Wherever Law Ends, Tyranny Begins (BNM v MGN)



The recent decision of the Senior Costs Judge in BNM v MGN [2016] EWHC B13 (Costs) emphasises the uncertainty which exists in relation to the manner in which costs are supposed to be assessed post-Jackson. It also demonstrates the difficulties which would be inherent in a scheme that relies on a costs judge’s subjective opinion on global figures which lawyers should be paid for work they have done.

The Judgment:

The Claimant was a primary school teacher who had been in a relationship with a Premier League footballer. The Defendant was a newspaper publisher. The Claimant had lost her mobile phone. Her phone had ended up in the Defendant’s possession. The substantive litigation related to applications for injunctions and a claim for damages. The Defendant made a series of early admissions and gave undertakings which were acceptable to the Claimant. The Claimant recovered £20,000 in damages and the Defendant agreed to pay her costs.

The Claimant’s bill of costs was drawn at £241,817.

The bill was assessed by the Senior Costs Judge, Master Gordon-Saker. The ‘traditional’ line-by-line method of assessing a bill, whereby each item is considered to determine it was reasonable, was applied. This produced a total figure for costs in the region of £167,390.

However, the Court was invited by the Defendant to ‘stand back’ and to consider whether the amount allowed was proportionate and, if it was not, to make a further reduction to a proportionate sum.

Having stood back, the Master delivered a judgment (six months after the line-by-line assessment) in which it agreed with the Defendant that the total amount allowed was disproportionate. The Master re-assessed the total costs at around £83,965.

Two key decisions in this judgment are worthy of further consideration.

Key decision 1: the new test of proportionality is to be applied globally

Although the CFA and ATE premium post-dated the Jackson reforms, these additional liabilities were recoverable on an inter partes basis as the claim related to publication and privacy proceedings.

The costs practice direction as it stood pre-Jackson made it clear that the test of proportionality should apply to base costs only. However, the transitional and saving provisions under CPR 48 do not appear to have preserved this test where funding arrangements in matters where additional liabilities remained recoverable were entered into after 1 April 2013.

The Court accepted the Defendant’s argument that it was required to consider the proportionality of the total costs (i.e. including additional liabilities).

It may be suggested that litigants had a legitimate expectation that the ‘old’ test of proportionality would apply to additional liabilities which survived the Jackson reforms. This argument would be similar to one of those aired in Coventry v Lawrence [2015] UKSC 50 in which Lord Neuberger concluded that “it would not be right” to disallow additional liabilities in circumstances where litigants had a legitimate expectation that they would be recoverable.

However, such an argument is unlikely to be attractive. If the test of proportionality is a new test which is not bound by the old practice direction - as the Master found it to be - receiving parties are unlikely to be able to show that they legitimately expected an alternative interpretation to be applied.

Key decision 2: the ‘stand back’ test

Lord Justice Jackson was clear in his final report that he wished for the Court to consider at the conclusion of an assessment hearing whether a line-by-line assessment had generated proportionate costs.

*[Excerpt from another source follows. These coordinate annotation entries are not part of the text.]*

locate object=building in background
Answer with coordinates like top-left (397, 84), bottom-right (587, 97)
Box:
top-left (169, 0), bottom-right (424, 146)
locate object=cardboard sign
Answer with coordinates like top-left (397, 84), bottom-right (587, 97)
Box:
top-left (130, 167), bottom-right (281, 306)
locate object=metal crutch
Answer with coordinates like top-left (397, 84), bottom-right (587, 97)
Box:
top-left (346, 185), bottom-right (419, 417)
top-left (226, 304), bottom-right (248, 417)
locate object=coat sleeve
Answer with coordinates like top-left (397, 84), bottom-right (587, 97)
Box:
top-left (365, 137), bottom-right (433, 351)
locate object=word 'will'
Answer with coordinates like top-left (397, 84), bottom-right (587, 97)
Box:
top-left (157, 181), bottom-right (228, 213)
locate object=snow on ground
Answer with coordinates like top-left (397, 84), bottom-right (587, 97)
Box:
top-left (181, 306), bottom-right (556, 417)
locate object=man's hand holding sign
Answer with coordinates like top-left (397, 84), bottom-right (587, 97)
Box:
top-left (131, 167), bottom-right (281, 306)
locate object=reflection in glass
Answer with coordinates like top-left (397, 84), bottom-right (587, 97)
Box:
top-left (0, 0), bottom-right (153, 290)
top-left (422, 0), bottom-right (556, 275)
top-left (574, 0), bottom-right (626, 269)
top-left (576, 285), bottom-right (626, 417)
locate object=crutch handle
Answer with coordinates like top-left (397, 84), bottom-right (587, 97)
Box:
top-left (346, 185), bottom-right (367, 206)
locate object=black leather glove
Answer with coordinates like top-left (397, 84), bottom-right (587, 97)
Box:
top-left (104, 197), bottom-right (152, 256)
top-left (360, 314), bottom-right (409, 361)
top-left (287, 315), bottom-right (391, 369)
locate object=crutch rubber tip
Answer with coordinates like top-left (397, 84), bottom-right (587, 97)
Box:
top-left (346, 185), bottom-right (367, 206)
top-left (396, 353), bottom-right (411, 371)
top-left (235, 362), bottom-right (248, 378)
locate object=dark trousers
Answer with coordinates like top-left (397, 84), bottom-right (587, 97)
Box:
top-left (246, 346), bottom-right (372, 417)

If it had not, he wished the Court to further-reduce the costs accordingly.

However, it is by no means certain that the Rules which were introduced in response to this report allow for this approach. There is no explicit requirement for the Court to reassess the assessed costs. The new test of proportionality which is found at CPR 44.3(5) could be just as easily applied on a line-by-line basis.

The approach adopted by the Master is problematic given the seemingly arbitrary nature of the reductions applied. This introduces a serious risk of costs being allowed not on the basis of what work was reasonably done in each case, but on the basis of judicially-decided tariffs which would vary from Court­-to-Court and judge-to-judge.

It also gives rise to a fairly obvious question: if the Court is going to ultimately impose a cap on costs after a line-by-line assessment, what is the point in going through that process (which can often take days) in the first place?

Judges throughout the country are applying the new proportionality test in different ways. This is not the first case in which the ‘stand back’ test has been applied, but it is the most high-profile. It looks likely that the Court of Appeal will finally get the chance to give guidance as to how Courts should determine whether costs are proportionate.


The assessment of costs has always been an imperfect system which has relied heavily on the subjective assessments of judges. However, MGN appears to exacerbate these imperfections.

The decision insofar as it relates to the global application of proportionality will be keenly felt by lawyers who deal with asbestos-related claims and clinical negligence matters, where additional liabilities remain recoverable.

The silver lining to all of this is that BNM is widely expected to be appealed to the Court of Appeal. Guidance form the Court of Appeal on these issues will give some certainty to practitioners.